A study found that performing angioplasty — a procedure to open blocked heart arteries — up to 48 hours after initial clot-busting treatment can yield outcomes similar to immediate intervention.

Published Mar 20, 2026 | 7:05 AMUpdated Mar 20, 2026 | 7:05 AM

A heart attack is caused by total or near total blockage of one or more of the three coronary arteries. (Creative Commons)

Synopsis: A Chennai-based study shows delayed angioplasty after a heart attack can still save lives, but delays in seeking care, poor access, costs and limited facilities continue to hinder timely, effective treatment outcomes.

A few hours can decide life or death in a heart attack — but what if patients miss that window?
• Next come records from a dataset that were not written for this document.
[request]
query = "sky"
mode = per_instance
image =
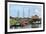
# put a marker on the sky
(34, 10)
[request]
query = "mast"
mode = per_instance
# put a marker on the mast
(29, 13)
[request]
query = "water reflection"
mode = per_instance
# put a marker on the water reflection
(27, 26)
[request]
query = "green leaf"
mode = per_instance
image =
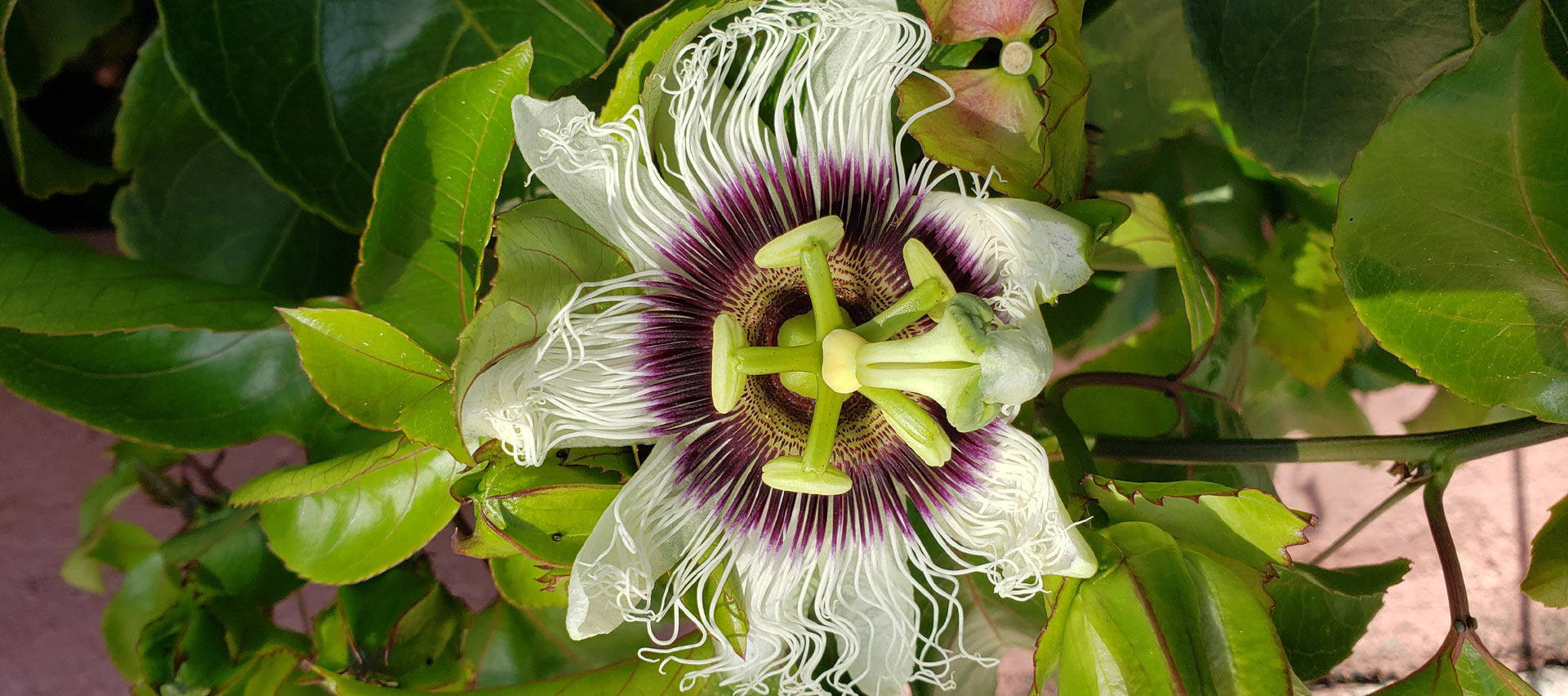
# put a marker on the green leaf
(189, 389)
(311, 90)
(400, 627)
(513, 645)
(1462, 667)
(41, 167)
(1147, 85)
(434, 196)
(430, 421)
(545, 250)
(1131, 629)
(146, 593)
(325, 475)
(1303, 82)
(198, 207)
(1276, 404)
(363, 366)
(361, 527)
(46, 33)
(1547, 580)
(546, 511)
(59, 286)
(630, 677)
(1307, 322)
(1474, 301)
(1143, 240)
(1247, 525)
(1321, 613)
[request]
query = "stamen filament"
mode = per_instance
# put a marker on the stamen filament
(913, 425)
(903, 312)
(778, 359)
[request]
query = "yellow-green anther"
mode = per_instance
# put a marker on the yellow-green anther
(921, 267)
(789, 474)
(838, 359)
(903, 312)
(726, 381)
(819, 286)
(784, 250)
(780, 359)
(913, 425)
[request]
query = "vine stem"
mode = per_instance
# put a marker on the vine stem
(1448, 554)
(1455, 445)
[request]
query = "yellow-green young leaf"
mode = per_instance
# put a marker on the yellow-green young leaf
(1476, 301)
(1321, 613)
(1249, 525)
(511, 645)
(313, 90)
(1462, 667)
(59, 286)
(430, 421)
(323, 475)
(630, 677)
(363, 366)
(1547, 580)
(546, 511)
(402, 627)
(1307, 322)
(1143, 240)
(368, 524)
(433, 201)
(545, 250)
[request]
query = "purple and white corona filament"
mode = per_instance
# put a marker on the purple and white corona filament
(823, 350)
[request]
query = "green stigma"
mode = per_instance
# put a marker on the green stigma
(823, 356)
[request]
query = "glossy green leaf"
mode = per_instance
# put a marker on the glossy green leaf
(363, 366)
(400, 627)
(434, 196)
(59, 286)
(511, 645)
(41, 167)
(1321, 613)
(190, 389)
(311, 90)
(1249, 525)
(354, 530)
(1131, 631)
(545, 251)
(1147, 85)
(1547, 580)
(1474, 301)
(1143, 240)
(198, 207)
(630, 677)
(546, 511)
(146, 593)
(1307, 322)
(1463, 667)
(1303, 82)
(430, 421)
(1276, 404)
(1242, 653)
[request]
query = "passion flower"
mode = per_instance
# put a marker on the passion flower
(823, 348)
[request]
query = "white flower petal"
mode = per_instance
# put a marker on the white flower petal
(1015, 521)
(604, 173)
(828, 69)
(1036, 251)
(644, 533)
(579, 385)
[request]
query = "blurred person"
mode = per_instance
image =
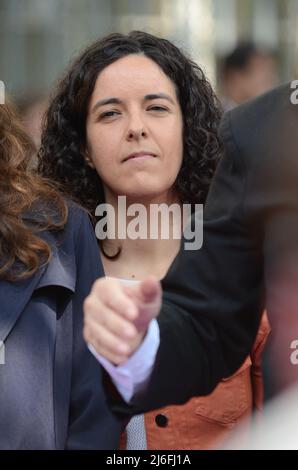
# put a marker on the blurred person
(51, 390)
(109, 135)
(276, 431)
(32, 114)
(247, 72)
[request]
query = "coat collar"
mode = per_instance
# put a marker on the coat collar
(14, 296)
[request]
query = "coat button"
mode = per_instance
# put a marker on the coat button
(161, 420)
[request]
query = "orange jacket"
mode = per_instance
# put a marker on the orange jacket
(205, 422)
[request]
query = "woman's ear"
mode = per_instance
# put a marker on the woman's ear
(88, 159)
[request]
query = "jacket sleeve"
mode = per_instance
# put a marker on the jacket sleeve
(91, 423)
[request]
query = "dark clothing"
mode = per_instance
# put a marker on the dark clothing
(51, 386)
(213, 297)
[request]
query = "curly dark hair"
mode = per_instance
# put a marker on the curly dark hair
(29, 204)
(61, 156)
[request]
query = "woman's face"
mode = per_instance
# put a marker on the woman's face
(134, 129)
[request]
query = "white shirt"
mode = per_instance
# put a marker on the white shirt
(132, 376)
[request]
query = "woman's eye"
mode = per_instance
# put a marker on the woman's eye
(108, 114)
(157, 108)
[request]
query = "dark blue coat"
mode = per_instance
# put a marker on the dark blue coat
(51, 394)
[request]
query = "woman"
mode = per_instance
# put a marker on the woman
(134, 117)
(51, 392)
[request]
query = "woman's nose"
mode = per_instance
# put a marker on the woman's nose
(136, 129)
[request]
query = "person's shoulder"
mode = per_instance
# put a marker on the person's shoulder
(277, 100)
(78, 223)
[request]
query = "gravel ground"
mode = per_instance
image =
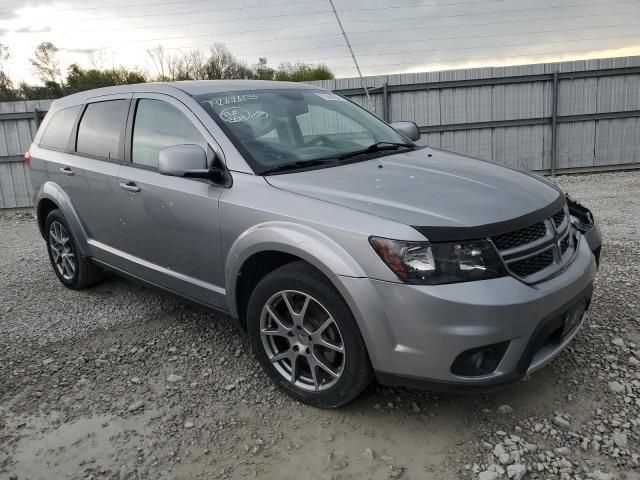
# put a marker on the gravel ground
(122, 382)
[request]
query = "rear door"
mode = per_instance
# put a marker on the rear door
(89, 174)
(170, 223)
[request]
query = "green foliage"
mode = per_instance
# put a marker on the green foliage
(220, 63)
(79, 80)
(302, 72)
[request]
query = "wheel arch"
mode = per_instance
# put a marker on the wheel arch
(51, 197)
(265, 247)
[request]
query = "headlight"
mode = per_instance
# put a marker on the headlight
(428, 263)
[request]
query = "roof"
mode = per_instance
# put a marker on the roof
(196, 87)
(190, 87)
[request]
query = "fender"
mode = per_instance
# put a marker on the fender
(52, 191)
(310, 245)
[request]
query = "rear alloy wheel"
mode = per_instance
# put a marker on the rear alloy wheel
(63, 257)
(71, 268)
(306, 338)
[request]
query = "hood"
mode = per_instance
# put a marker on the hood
(430, 188)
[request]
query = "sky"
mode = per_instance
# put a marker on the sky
(388, 36)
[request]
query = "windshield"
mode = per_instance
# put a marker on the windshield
(296, 127)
A recent Chennai-based study suggests there may still be a second chance, even as deeper gaps in access continue to cost lives.

A study from Madras Medical College, based on data from the Institute of Cardiology and Rajiv Gandhi Government General Hospital, has found that performing angioplasty — a procedure to open blocked heart arteries — up to 48 hours after initial clot-busting treatment can yield outcomes similar to immediate intervention.

“If we cannot do angioplasty within 24 hours, doing it between 24 and 48 hours also seems to be good enough in selected cases,” Dr Justin Paul Gnanaraj, professor of cardiology and lead author of the study, Tamil Nadu nodal officer for heart disease, told South First.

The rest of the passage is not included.